Por lo visto el hombre no estaba todavía satisfecho con los razonamientos que me había largado, porque continuó dándome explicaciones del mismo estilo. De pronto, al señalar con su mano hacia el aberrante paisaje, noté su propia irregularidad: en la mano derecha le faltaban los tres primeros dedos.
—Algún día —anunció—, todo esto quedará normalizado. Será todo nuevo, y nuevas clases de plantas significan nuevas criaturas. La tribulación fue la sacudida que necesitábamos para empezar otra vez.
—Pero —intervine— allá donde pueden conseguir la verdadera estirpe, destruyen las aberraciones.
—Cierto es que lo intentan —convino—. Y creen que lo logran. Están obsesionados con mantener los principios del Viejo Pueblo, ¿pero de verdad lo consiguen? ¿Pueden acaso lograrlo? ¿Cómo saben que sus cosechas, sus frutas y sus verduras son exactamente las mismas? ¿Es que no hay controversias? ¿Y no sucede casi siempre que al final se acepta la especie de mayores beneficios? ¿No se cruzan las razas para conseguir más robustez, o más producción de leche o más carne? Claro que pueden hacer desaparecer las aberraciones evidentes ¿pero estás seguro de que el Viejo Pueblo reconocería alguna de las actuales especies? Yo no tengo esa certeza, desde luego. Es un proceso imparable.

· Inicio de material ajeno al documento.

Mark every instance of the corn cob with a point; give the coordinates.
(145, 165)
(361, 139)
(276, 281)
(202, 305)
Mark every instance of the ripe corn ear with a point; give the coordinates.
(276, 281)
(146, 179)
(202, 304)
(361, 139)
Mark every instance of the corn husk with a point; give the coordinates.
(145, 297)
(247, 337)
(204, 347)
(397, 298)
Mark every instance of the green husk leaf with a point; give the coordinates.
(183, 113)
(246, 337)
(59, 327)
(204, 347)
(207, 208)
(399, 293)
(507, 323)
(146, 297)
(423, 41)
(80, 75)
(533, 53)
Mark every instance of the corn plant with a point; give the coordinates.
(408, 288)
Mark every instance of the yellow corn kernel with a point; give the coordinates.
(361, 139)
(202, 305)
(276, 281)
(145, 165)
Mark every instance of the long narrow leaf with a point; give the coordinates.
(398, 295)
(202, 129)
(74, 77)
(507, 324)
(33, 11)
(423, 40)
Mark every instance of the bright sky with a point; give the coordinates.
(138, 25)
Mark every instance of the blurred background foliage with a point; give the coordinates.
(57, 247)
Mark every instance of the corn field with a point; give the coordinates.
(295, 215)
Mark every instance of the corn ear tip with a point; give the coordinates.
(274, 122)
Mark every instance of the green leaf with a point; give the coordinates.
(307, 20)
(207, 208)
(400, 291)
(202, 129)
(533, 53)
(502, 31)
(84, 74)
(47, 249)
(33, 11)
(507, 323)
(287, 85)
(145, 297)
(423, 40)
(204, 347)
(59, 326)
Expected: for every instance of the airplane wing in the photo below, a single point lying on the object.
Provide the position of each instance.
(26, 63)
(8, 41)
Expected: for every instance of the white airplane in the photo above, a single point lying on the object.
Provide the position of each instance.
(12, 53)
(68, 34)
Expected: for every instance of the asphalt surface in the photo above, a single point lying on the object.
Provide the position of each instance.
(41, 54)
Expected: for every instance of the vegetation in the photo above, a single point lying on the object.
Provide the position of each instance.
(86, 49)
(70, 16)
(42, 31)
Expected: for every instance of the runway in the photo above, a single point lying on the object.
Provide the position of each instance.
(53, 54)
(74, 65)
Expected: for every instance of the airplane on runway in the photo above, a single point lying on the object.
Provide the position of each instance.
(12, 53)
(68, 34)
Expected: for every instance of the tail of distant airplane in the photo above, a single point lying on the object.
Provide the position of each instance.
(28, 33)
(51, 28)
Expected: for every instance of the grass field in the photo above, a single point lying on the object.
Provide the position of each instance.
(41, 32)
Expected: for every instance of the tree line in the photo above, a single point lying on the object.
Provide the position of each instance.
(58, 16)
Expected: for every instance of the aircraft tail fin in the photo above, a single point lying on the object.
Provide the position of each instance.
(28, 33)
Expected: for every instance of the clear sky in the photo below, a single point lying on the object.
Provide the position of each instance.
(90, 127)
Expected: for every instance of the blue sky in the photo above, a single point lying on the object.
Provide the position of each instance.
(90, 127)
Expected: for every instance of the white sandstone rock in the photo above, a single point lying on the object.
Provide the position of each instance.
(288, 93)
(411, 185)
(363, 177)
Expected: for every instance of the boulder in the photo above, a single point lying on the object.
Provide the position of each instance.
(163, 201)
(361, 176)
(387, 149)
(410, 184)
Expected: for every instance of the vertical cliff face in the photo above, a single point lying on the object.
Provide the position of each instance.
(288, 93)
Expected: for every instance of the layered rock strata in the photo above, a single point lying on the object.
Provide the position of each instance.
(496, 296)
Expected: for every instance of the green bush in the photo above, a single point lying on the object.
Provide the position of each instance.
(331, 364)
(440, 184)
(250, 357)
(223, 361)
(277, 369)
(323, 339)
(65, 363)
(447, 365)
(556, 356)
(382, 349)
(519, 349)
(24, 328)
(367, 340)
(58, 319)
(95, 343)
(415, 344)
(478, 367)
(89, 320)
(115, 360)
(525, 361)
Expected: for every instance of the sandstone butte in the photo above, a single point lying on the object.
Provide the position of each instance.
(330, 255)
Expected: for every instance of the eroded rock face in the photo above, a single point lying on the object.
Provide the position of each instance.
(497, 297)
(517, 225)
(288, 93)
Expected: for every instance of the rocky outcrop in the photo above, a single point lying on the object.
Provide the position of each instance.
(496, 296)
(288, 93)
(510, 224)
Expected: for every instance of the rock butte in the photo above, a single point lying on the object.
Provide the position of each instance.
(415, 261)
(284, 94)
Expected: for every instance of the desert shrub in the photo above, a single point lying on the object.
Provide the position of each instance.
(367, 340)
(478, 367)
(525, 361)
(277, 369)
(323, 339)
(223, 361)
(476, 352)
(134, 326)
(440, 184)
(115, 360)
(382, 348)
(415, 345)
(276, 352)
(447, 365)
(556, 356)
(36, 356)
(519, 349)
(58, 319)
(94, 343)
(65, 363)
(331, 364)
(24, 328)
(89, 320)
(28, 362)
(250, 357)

Se puede ser obstructor y destructor, e inclusive retardar y tergiversar tal proceso con fines egoístas; sin embargo, de alguna manera continúan su desarrollo. Fíjate, por ejemplo, en estos caballos.
—Tienen la aprobación del gobierno —comenté.

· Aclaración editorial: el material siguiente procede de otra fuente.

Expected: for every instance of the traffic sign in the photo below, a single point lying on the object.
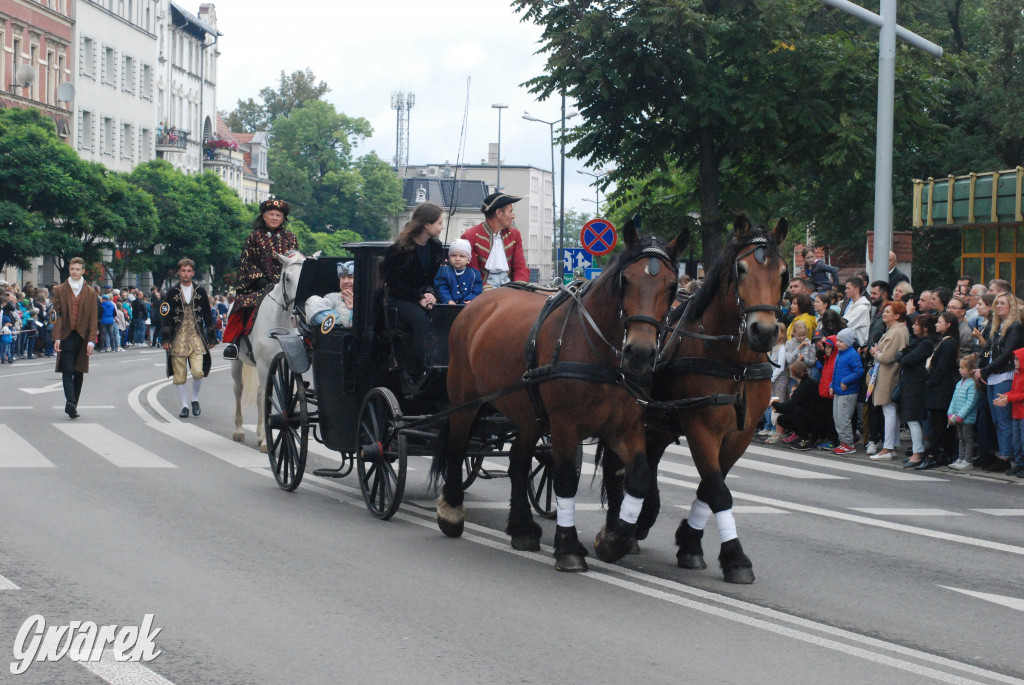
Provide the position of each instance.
(573, 258)
(598, 237)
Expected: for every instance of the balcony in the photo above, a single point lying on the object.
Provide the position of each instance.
(172, 140)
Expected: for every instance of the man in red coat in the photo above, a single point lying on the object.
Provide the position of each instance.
(508, 263)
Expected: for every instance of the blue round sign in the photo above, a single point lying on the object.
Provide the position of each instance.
(598, 237)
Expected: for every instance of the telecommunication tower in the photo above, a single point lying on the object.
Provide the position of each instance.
(401, 102)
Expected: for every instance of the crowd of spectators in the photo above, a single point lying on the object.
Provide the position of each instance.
(126, 318)
(859, 360)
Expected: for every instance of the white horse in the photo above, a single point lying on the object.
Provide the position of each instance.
(274, 311)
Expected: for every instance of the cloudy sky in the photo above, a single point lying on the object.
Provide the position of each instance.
(366, 50)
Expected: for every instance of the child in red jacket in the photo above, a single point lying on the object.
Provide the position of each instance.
(1016, 400)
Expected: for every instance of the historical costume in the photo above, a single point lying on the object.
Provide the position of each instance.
(498, 266)
(259, 268)
(74, 316)
(187, 332)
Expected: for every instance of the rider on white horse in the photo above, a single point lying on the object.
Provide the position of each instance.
(259, 267)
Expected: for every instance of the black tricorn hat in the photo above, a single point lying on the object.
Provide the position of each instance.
(496, 201)
(279, 205)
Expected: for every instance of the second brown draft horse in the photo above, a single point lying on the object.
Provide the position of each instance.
(565, 366)
(715, 378)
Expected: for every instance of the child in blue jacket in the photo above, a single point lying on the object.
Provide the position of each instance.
(847, 377)
(963, 413)
(457, 283)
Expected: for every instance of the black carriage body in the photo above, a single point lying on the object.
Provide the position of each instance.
(346, 361)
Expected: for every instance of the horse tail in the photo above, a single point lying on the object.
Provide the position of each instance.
(250, 385)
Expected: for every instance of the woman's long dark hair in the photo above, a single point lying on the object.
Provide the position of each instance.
(426, 213)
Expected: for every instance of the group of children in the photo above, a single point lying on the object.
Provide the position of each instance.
(807, 394)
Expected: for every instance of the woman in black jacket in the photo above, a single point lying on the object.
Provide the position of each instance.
(943, 373)
(409, 270)
(997, 370)
(912, 379)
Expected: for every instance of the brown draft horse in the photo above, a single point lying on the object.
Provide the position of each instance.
(716, 351)
(581, 390)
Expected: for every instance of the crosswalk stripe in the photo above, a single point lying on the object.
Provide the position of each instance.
(17, 452)
(113, 447)
(766, 467)
(905, 511)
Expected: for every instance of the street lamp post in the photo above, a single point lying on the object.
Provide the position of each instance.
(499, 106)
(554, 211)
(597, 188)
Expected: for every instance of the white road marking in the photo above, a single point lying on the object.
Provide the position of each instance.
(744, 509)
(18, 453)
(836, 465)
(53, 387)
(123, 673)
(1011, 602)
(113, 447)
(903, 511)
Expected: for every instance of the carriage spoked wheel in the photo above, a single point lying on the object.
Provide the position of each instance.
(286, 421)
(541, 486)
(382, 457)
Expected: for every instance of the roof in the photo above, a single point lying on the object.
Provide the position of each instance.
(193, 24)
(445, 191)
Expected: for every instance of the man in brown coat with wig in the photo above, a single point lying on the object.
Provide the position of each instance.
(74, 319)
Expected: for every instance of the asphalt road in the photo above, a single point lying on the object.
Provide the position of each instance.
(865, 572)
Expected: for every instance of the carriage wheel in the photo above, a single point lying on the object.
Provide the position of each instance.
(541, 486)
(382, 457)
(286, 423)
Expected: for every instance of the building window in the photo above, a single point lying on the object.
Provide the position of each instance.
(87, 58)
(128, 75)
(110, 66)
(126, 140)
(85, 131)
(107, 144)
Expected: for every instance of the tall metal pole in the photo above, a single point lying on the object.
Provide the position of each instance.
(561, 201)
(884, 142)
(499, 106)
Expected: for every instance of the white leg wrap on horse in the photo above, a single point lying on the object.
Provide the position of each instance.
(699, 513)
(630, 511)
(726, 525)
(566, 511)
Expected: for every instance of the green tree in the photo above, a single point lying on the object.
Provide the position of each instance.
(293, 91)
(313, 166)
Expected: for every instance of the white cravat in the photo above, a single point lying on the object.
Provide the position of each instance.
(497, 261)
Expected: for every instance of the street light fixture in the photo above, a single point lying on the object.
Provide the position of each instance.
(554, 211)
(499, 106)
(597, 188)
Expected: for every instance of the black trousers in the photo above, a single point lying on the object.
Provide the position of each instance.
(72, 379)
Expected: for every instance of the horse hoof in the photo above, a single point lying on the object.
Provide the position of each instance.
(526, 543)
(610, 546)
(738, 575)
(570, 563)
(452, 520)
(691, 561)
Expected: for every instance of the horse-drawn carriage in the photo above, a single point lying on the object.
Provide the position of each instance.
(349, 388)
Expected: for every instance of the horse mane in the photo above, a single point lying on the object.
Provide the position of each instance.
(721, 272)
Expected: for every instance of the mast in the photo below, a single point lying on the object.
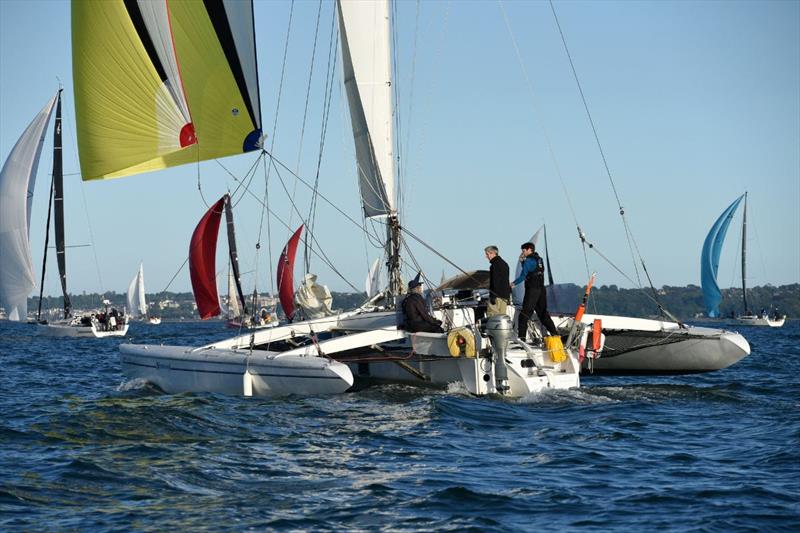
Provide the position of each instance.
(58, 203)
(234, 256)
(365, 32)
(744, 254)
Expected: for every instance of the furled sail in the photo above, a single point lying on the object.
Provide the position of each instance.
(518, 291)
(137, 305)
(160, 84)
(709, 259)
(58, 208)
(234, 309)
(366, 59)
(286, 274)
(202, 261)
(17, 181)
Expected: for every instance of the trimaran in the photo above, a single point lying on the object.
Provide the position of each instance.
(182, 79)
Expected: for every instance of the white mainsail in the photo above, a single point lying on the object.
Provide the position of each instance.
(366, 58)
(136, 301)
(373, 283)
(17, 181)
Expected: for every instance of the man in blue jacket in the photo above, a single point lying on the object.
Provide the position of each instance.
(535, 294)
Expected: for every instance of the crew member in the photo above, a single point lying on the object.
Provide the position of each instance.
(499, 290)
(417, 317)
(535, 294)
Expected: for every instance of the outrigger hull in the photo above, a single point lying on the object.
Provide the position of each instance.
(322, 356)
(179, 369)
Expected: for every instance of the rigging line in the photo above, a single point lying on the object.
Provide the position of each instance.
(628, 233)
(91, 237)
(431, 87)
(435, 252)
(65, 122)
(279, 219)
(621, 272)
(395, 88)
(538, 114)
(305, 109)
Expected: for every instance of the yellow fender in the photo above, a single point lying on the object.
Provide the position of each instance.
(461, 341)
(555, 348)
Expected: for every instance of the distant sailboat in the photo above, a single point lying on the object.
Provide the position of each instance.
(709, 266)
(315, 355)
(17, 279)
(137, 303)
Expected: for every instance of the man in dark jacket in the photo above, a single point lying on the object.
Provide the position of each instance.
(499, 290)
(416, 312)
(535, 294)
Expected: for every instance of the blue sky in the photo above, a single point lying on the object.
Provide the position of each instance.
(694, 102)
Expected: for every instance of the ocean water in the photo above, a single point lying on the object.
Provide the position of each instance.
(82, 449)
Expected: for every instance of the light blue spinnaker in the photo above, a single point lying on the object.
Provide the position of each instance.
(709, 259)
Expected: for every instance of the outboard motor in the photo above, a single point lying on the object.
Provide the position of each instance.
(499, 328)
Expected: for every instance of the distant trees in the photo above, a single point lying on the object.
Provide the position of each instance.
(683, 302)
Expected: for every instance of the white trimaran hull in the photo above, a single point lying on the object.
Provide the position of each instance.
(643, 346)
(760, 321)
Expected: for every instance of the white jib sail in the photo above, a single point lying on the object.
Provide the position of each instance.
(136, 300)
(17, 181)
(234, 310)
(366, 59)
(373, 283)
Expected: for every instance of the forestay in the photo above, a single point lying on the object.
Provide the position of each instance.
(17, 182)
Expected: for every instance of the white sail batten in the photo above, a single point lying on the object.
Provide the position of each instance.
(137, 304)
(373, 282)
(17, 181)
(365, 34)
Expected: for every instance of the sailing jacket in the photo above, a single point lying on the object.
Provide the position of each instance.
(532, 272)
(416, 310)
(498, 279)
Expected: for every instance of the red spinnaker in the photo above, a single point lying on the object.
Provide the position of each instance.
(202, 261)
(286, 274)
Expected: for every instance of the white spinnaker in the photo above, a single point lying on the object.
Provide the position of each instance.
(366, 60)
(137, 304)
(240, 19)
(234, 309)
(373, 283)
(17, 182)
(518, 292)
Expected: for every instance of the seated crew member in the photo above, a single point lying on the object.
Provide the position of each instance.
(416, 312)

—Sin duda —observó—. A eso me refiero precisamente.
—Pero si de todos modos va a seguir el proceso —objeté—, no veo la razón de que haya tribulación.
—El proceso continúa su curso imparable en todo menos en el hombre, y ello debido a que gente como el Viejo Pueblo y tus paisanos hacen lo que pueden para impedirlo. Están contra cualquier cambio, le cierran el paso e inmovilizan la especie porque tienen la arrogancia de considerarse perfectos. Según su punto de vista, ellos, y sólo ellos, están de acuerdo con la verdadera imagen; bien, de ahí se infiere que si la imagen es verdadera, ellos deben ser Dios, y al ser Dios, se consideran autorizados para decretar: «hasta aquí, y no más lejos». Ese es su gran pecado: tratan de quitar la vida a la Vida.
En contraste con el resto de la conversación, en las últimas oraciones creí descubrir un tono que me hizo sospechar un nuevo encuentro de algún tipo de credo. Por consiguiente, decidí llevar a mi interlocutor a un terreno más práctico preguntándole por la causa de habernos apresado.